Maryland Packaging, which works with clients such as Domino Sugar, Starbucks and Rio Grande, has doubled its facility from 40,000 to 80,000 square feet.
“We plan on spending an additional $40 million on high pressure processing in 2015 and 2016,” said Marwan Moheyeldien, president, “and we are currently hiring, and looking for a CFO and a COO from the food industry.”
Maryland Packaging purchased its first HPP machinery from Avure, which is marketing the machines worldwide while working with the U.S. Department of Agriculture and a host of universities to refine the machines.

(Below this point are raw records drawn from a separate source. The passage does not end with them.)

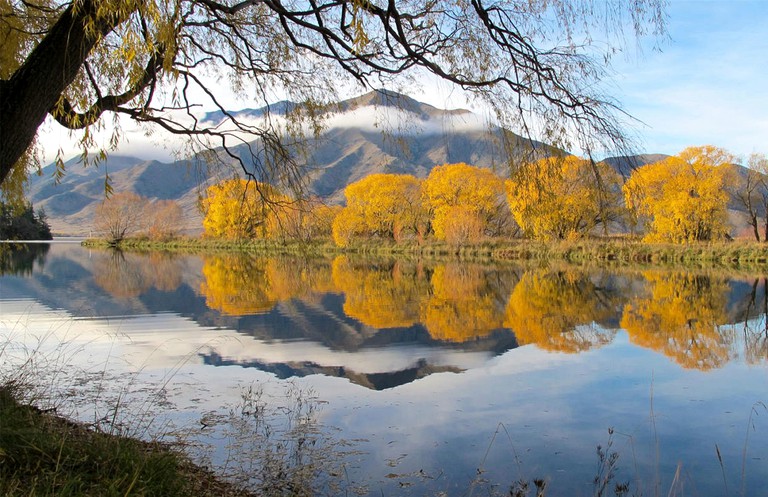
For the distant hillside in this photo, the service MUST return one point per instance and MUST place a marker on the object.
(376, 132)
(379, 132)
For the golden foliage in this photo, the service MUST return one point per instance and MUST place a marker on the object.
(681, 317)
(302, 220)
(563, 197)
(236, 209)
(459, 189)
(681, 198)
(385, 205)
(557, 311)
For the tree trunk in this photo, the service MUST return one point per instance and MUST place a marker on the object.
(35, 88)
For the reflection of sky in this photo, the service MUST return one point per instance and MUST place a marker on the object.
(548, 411)
(523, 413)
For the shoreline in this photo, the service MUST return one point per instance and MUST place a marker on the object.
(604, 252)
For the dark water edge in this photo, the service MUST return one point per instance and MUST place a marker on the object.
(470, 389)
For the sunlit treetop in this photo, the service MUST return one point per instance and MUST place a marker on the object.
(537, 63)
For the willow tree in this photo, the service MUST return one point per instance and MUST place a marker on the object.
(157, 62)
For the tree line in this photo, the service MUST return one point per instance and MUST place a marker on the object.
(682, 198)
(23, 222)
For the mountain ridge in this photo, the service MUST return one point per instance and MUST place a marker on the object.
(353, 146)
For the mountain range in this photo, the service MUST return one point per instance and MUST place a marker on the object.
(379, 132)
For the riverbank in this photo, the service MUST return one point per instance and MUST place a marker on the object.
(44, 454)
(613, 252)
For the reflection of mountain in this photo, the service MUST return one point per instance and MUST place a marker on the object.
(338, 314)
(374, 381)
(20, 259)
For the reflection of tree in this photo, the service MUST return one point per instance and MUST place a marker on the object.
(557, 312)
(20, 259)
(382, 296)
(288, 278)
(756, 332)
(680, 318)
(464, 304)
(129, 275)
(236, 284)
(240, 284)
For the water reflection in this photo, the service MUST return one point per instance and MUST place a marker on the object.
(558, 310)
(355, 304)
(466, 303)
(382, 295)
(126, 275)
(20, 259)
(681, 316)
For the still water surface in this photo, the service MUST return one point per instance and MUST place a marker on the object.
(424, 377)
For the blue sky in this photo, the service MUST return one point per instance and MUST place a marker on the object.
(708, 85)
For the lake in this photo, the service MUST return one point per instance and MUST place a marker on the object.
(361, 376)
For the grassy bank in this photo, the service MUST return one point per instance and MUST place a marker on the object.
(43, 454)
(619, 251)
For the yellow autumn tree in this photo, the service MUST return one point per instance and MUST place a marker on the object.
(462, 305)
(303, 219)
(460, 193)
(558, 311)
(564, 197)
(383, 205)
(682, 198)
(237, 209)
(382, 295)
(681, 317)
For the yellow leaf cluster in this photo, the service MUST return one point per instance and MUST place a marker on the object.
(235, 209)
(563, 197)
(682, 198)
(457, 193)
(384, 205)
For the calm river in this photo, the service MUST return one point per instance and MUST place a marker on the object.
(403, 377)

So far, there are only about 120 HPP machines that have been purchased across the world but, already, more than $3 billion in food products worldwide are created with HPP each year.
“The food supply is very unprotected, coming in from the rest of the world,” said Moheyeldien, and he believes HPP will increase food safety for many markets.

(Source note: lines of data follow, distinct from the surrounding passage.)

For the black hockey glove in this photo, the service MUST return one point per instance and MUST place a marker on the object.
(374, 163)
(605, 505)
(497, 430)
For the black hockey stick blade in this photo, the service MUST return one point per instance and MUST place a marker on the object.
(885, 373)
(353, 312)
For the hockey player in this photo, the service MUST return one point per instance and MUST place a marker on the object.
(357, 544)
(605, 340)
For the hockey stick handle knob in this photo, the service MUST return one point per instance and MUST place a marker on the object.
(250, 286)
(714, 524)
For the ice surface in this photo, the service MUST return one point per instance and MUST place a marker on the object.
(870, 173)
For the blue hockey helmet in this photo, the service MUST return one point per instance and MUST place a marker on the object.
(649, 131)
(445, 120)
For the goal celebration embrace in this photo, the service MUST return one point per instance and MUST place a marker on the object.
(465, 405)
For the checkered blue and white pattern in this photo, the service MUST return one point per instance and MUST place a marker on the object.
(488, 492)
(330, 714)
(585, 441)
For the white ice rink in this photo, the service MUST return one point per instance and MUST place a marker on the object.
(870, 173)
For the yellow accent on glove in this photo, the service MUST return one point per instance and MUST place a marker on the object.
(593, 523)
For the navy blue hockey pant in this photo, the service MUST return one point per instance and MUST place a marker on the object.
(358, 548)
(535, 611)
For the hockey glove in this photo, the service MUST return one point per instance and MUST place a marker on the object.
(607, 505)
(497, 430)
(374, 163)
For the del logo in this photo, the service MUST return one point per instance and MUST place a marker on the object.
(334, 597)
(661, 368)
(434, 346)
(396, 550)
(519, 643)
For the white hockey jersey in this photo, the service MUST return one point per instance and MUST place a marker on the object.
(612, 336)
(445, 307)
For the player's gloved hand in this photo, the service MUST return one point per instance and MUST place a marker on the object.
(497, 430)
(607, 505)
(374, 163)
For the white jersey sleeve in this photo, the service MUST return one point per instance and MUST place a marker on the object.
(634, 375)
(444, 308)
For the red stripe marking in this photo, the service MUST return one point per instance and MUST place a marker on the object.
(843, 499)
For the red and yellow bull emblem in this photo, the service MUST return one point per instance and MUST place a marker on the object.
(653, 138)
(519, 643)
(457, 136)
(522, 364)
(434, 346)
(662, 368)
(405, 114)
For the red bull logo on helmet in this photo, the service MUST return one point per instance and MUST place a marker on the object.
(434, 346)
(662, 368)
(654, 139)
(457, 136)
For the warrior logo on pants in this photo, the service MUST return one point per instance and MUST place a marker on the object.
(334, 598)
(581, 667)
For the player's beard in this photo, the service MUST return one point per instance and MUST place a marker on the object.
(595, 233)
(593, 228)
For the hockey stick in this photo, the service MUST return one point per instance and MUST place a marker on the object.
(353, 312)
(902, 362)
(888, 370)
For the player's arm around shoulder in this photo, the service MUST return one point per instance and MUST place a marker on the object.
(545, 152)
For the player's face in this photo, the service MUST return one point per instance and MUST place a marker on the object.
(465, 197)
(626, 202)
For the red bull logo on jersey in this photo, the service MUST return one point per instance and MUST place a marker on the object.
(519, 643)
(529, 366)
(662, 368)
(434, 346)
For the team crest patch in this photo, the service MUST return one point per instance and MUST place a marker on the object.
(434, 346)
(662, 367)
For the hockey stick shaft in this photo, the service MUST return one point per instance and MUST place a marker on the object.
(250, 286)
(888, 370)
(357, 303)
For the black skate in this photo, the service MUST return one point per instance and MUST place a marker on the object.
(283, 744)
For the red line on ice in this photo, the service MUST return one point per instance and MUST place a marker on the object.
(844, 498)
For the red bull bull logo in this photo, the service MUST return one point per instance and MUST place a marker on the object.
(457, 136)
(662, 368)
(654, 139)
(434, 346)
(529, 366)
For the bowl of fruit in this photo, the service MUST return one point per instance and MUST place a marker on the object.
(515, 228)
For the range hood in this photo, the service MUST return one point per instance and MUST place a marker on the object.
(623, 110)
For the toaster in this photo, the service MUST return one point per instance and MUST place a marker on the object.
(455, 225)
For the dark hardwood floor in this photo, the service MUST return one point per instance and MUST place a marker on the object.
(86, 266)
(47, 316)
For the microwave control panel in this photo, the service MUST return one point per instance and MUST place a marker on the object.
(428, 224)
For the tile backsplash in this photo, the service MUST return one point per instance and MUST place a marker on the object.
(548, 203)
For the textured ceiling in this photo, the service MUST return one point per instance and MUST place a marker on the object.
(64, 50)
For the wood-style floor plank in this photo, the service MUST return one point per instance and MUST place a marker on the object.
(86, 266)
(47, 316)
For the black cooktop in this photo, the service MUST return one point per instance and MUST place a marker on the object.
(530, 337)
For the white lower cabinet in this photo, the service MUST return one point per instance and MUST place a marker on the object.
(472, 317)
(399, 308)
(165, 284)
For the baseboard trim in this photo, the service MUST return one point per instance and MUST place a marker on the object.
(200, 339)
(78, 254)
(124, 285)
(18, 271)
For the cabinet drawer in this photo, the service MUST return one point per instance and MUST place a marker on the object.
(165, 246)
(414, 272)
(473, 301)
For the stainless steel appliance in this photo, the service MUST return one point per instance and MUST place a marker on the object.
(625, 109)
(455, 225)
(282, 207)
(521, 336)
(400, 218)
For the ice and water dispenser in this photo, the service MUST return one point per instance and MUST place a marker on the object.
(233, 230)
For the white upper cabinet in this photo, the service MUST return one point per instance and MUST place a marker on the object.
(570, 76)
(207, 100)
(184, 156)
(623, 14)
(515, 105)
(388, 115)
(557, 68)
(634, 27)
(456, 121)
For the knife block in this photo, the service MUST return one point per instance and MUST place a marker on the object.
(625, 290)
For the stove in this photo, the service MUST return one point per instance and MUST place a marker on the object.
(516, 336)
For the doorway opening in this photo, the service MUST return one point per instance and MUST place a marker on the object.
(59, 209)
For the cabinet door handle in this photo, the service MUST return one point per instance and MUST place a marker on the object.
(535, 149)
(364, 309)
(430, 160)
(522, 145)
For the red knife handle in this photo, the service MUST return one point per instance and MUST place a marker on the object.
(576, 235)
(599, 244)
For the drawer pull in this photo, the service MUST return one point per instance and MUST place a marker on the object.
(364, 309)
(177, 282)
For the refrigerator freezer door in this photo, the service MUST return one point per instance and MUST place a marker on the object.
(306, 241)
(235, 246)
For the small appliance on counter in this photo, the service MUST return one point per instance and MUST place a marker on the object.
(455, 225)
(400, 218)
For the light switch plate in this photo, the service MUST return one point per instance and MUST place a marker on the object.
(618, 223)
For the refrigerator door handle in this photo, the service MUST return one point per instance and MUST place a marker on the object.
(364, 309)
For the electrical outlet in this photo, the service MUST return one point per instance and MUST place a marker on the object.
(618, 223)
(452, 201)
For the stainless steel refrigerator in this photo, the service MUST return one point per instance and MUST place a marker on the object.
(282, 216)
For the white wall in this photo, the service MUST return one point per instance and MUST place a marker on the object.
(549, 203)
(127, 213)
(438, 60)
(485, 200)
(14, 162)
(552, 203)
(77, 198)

Among the companies using HPP for all or some of their products are Hormel, Fresherized Foods, Garden Fresh Gourmet, Perdue Farms, Puro Fruits, SimplyFresco, Maple Lodge Farms and Wholly Guacamole.

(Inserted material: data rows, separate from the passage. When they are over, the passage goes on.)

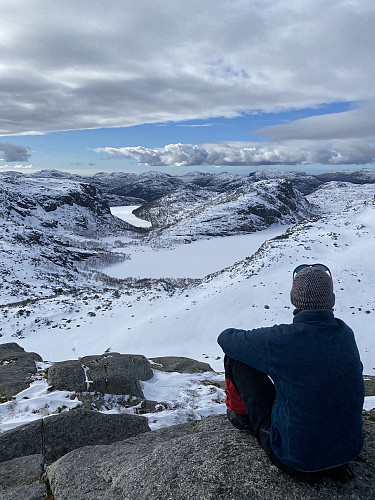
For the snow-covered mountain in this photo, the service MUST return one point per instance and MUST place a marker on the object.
(185, 216)
(304, 183)
(50, 304)
(50, 226)
(121, 188)
(363, 176)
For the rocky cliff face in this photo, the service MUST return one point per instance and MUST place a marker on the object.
(85, 454)
(48, 227)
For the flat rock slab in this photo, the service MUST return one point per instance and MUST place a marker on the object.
(16, 369)
(111, 373)
(205, 460)
(20, 478)
(58, 434)
(180, 365)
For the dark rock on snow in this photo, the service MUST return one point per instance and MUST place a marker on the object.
(112, 373)
(16, 369)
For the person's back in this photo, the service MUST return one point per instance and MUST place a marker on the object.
(316, 419)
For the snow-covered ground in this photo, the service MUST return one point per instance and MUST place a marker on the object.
(159, 321)
(194, 260)
(125, 213)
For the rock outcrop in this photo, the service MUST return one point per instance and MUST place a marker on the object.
(56, 435)
(16, 369)
(20, 478)
(199, 460)
(180, 364)
(111, 373)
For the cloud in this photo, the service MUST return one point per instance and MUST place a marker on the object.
(14, 152)
(356, 123)
(76, 65)
(17, 167)
(339, 152)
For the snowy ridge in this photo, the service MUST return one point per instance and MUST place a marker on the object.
(93, 313)
(185, 217)
(48, 227)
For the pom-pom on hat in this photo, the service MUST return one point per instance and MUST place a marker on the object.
(312, 290)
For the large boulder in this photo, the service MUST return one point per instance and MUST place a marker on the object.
(206, 460)
(180, 364)
(16, 369)
(58, 434)
(20, 478)
(111, 373)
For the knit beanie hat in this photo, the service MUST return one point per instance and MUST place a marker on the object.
(312, 289)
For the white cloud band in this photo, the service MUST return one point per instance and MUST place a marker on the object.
(251, 154)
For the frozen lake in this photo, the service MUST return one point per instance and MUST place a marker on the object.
(194, 260)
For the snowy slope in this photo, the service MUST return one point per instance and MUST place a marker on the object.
(49, 227)
(156, 319)
(183, 317)
(185, 217)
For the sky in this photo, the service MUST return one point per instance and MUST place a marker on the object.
(235, 85)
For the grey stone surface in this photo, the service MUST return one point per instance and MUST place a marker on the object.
(20, 478)
(74, 429)
(58, 434)
(205, 460)
(67, 376)
(111, 373)
(180, 364)
(20, 441)
(16, 369)
(369, 385)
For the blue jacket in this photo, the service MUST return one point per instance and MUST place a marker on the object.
(315, 366)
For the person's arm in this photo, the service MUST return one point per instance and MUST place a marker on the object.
(249, 346)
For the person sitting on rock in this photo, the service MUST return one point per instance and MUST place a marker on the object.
(298, 388)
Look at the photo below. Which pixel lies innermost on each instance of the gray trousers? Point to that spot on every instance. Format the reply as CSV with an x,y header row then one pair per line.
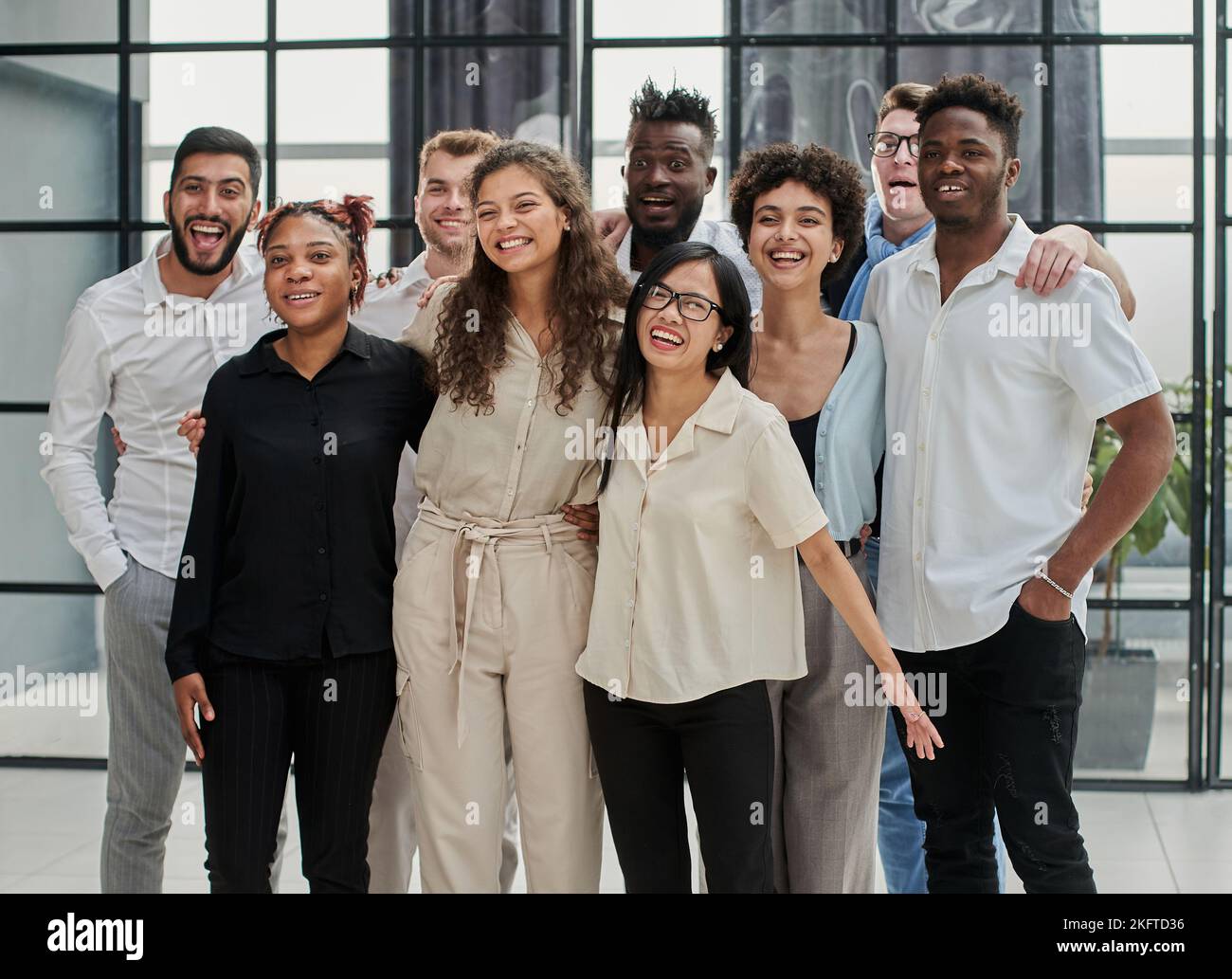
x,y
146,752
392,834
826,759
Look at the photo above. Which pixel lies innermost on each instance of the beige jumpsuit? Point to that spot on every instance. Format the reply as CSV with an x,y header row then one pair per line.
x,y
492,607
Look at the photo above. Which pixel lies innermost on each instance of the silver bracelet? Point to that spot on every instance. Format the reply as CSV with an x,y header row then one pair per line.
x,y
1067,593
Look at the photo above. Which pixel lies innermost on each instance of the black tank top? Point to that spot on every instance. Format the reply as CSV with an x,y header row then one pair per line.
x,y
804,431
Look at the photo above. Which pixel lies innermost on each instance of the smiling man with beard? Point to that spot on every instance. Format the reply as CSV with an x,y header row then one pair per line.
x,y
668,173
112,363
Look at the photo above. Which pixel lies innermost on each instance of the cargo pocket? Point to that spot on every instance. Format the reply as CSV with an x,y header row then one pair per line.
x,y
408,720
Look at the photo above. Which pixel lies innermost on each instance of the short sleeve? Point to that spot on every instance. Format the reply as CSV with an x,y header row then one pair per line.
x,y
1099,360
869,312
777,489
420,333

Maryland Packaging is also planning a joint venture with Vani Hari, or “The Food Babe,” creator of a blog focused on investigating what goes into our food, how it is grown and what chemicals are used in its production.
From his perspective, said Moheyeldien, “she is the most influential person on the web.”
Maryland Packaging is a family-owned company with 125 employees. Located in Elkridge since 2004, its former headquarters were in Laurel. In addition to the two executive positions, the company also wants to add 120 new workers with salaries ranging from $14 to $22 an hour, and Moheyeldien said he will invest heavily in training them. “We have a philosophy in this company, and that philosophy is everyone has to win,” he said.
Mike Kelleher, chief operating officer of the Maryland Manufacturing Extension Partnership, said he was pleased to see the Maryland company grow and expand.
“We see the greatest area of growth in Maryland coming from existing businesses that continue to innovate, expand and grow,” he said. “There is a growing food and food product sector that is emerging in Maryland, and Maryland Packaging’s investment in HPP will enable them to serve this growing need.”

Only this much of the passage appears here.